En la
desembocadura del río Amazonas estaba la Isla Marajó, entre
el río y el Océano Atlántico. Tenía una superficie tan grande como Suiza.
Una curiosidad. Aunque la mitad se inundaba durante la época de lluvias y
quedaba convertida en una ciénaga o terreno pantanoso en época seca. Quisimos
conocerla, y tras la travesía de varios días en barco por el Amazonas, fuimos desde
Belem, un trayecto de dos horas en otro barco.
La población
principal era Salvatierra, pero preferimos quedarnos en Joanes.
El pueblo estaba formado por unas cuantas casas de pescadores en una bonita
playa. Caminamos por la playa de Joanes hasta que el paso quedó cortado por
negras rocas volcánicas. Hacía mucho viento, que aliviaba el fuerte calor, y
provocaba olas en el río.
Paseamos por el poblado de Joanes, de anchas calles con casas de plata baja. Pasamos por su escuela y vimos los restos de una antigua iglesia de piedra. No había mucho más que ver; la vida estaba cerca del agua, con los pescadores que traían su pesca y desenredaban las redes junto a sus barcas. Vimos una raya de un metro. Con un machete cortaron su parte central con las vísceras y se la echaron a los buitres de la playa.
La arena era blanca y había varias barcas varadas. Tenían nombres como “Filho de Deus” o “Esperança”. Vimos como regresaban algunos pescadores, cargados de peces plateados que ataban en manojos con un cordel. Los niños curioseaban entre las barcas.
Nos alojamos en la Pousada Ventana do Rio-Mar, con un amplio porche con hamacas donde mecerse mirando al mar. Tenía alegres paredes pintadas de granate, azul añil, o amarillo limón. Éramos los únicos turistas. Solo había dos restaurantes en la playa. Comimos con los pies descalzos en la arena. Caldeirada de pescado, gambas y mandioca con zumos de abacaxi (piña). Delicioso.
Al día siguiente hicimos una excursión de más de tres horas por un igarapé, uno de los estrechos canales que formaban el río Amazonas. Fuimos en una canoa de remo con un mulato llamado Giro. El paseo por el igarapé fue fantástico. Era muy estrecho y bastante oscuro. Los manglares extendían sus raíces como dedos buscando el agua. Las ramas se entrecruzaban formando una maraña que se reflejaba en el agua.

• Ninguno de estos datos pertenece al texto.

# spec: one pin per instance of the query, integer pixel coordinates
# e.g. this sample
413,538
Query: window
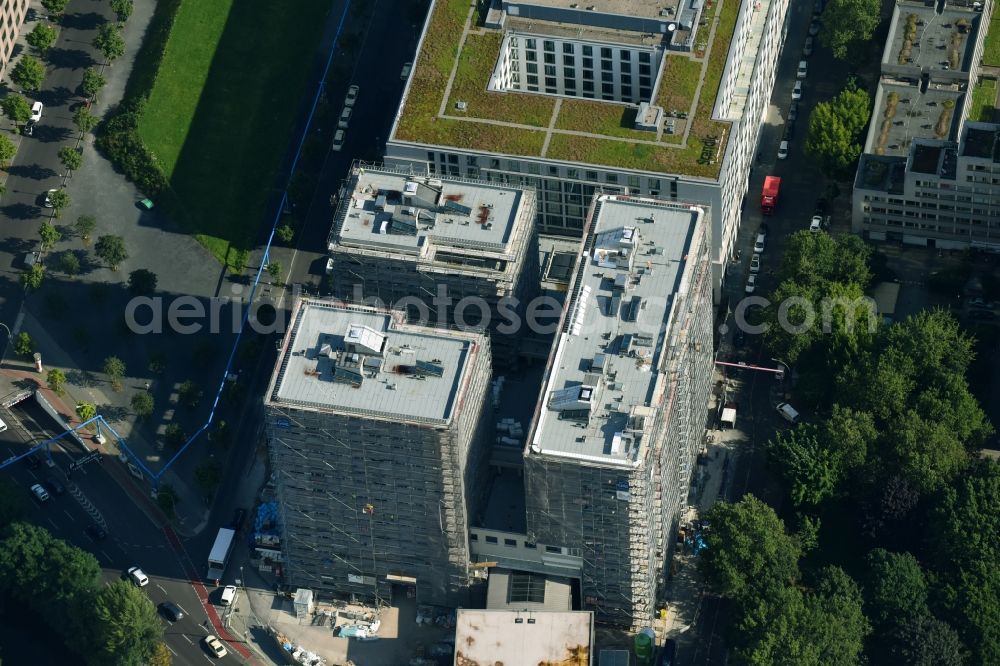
525,587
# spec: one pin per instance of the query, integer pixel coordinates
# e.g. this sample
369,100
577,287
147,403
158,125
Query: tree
129,630
285,233
84,119
110,42
895,587
189,394
142,404
86,411
112,250
114,368
7,151
29,73
122,9
32,277
747,550
49,235
16,108
23,344
42,37
85,225
921,640
69,262
848,25
55,379
174,435
142,282
55,6
59,200
93,82
71,157
207,476
966,555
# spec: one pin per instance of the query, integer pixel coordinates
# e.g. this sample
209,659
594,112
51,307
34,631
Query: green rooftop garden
479,127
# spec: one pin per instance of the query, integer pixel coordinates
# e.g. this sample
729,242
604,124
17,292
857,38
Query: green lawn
991,49
984,97
220,112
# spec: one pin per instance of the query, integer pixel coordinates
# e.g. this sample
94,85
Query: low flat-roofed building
929,174
620,419
491,637
409,242
378,436
574,99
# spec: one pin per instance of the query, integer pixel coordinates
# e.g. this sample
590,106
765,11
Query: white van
788,412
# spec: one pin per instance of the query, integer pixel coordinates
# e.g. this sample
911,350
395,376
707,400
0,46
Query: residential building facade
378,433
621,125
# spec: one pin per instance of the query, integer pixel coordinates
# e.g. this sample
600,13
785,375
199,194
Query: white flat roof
364,361
603,373
540,637
395,211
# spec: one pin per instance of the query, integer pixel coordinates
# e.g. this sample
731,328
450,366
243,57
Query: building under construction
424,244
378,432
619,422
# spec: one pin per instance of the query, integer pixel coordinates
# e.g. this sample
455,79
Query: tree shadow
83,21
32,171
21,211
69,58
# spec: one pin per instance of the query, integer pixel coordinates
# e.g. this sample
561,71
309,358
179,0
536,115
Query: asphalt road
93,497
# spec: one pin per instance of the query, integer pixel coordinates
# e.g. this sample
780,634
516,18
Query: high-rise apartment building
659,98
378,434
930,172
12,13
448,250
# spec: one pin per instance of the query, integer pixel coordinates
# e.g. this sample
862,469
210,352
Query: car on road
171,611
54,485
345,118
338,140
96,532
138,577
39,492
33,461
215,646
228,595
352,96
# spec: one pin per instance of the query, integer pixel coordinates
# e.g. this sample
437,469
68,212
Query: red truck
769,195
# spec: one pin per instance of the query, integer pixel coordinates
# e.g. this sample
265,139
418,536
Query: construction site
621,414
424,244
379,433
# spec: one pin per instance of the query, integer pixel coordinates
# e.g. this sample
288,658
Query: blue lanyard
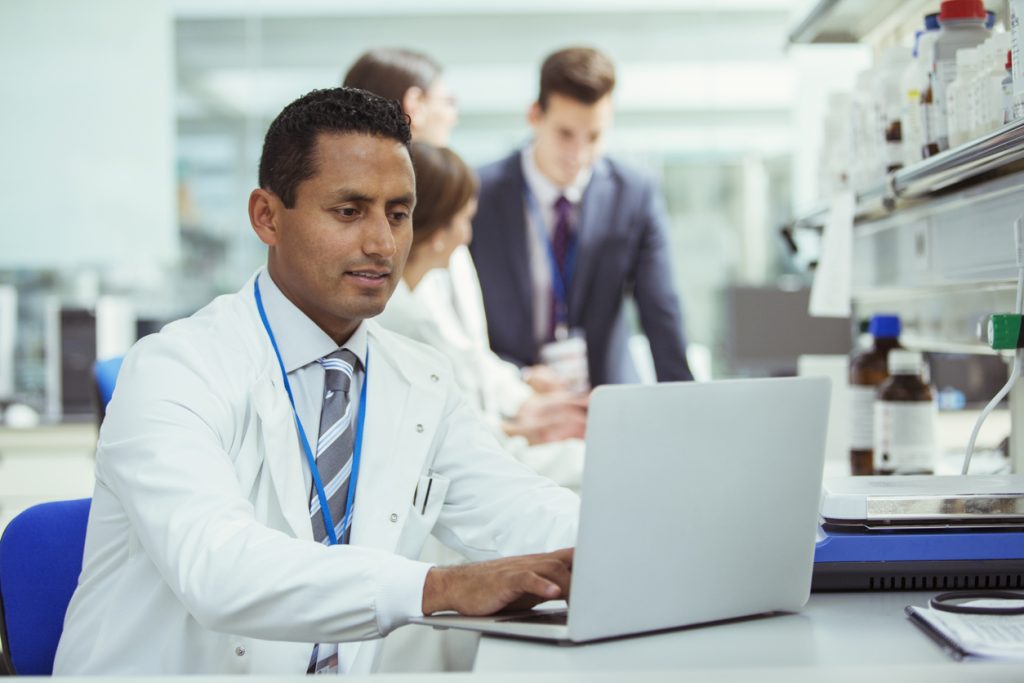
560,280
357,450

Encontramos troncos y ramas obstaculizando el paso y Giro las cortaba con su machete. A veces teníamos que agacharnos en el suelo de la canoa para pasar por debajo de un tronco atravesado. Apenas remábamos y nos deslizábamos suavemente por la lisa superficie. El agua tenía un color verdoso, era zona pantanosa y reflejaba la vegetación de palmeras, manglares y otros árboles forrados de hojarasca verde.
Oíamos los
diferentes cantos de los pájaros y los movimientos de ramas de los
macacos. Vimos un par de macacos trepando y saltando con su larga cola estirada.
También encontramos un ave de un blanco deslumbrante y largo cuello, tipo
flamenco. Revoloteaban mariposas de alas negras y azul eléctrico. Y las
raíces-dedo de los manglares nos rodeaban por todas partes. Los dos días que pasamos en la isla de Marajó fueron una delicia.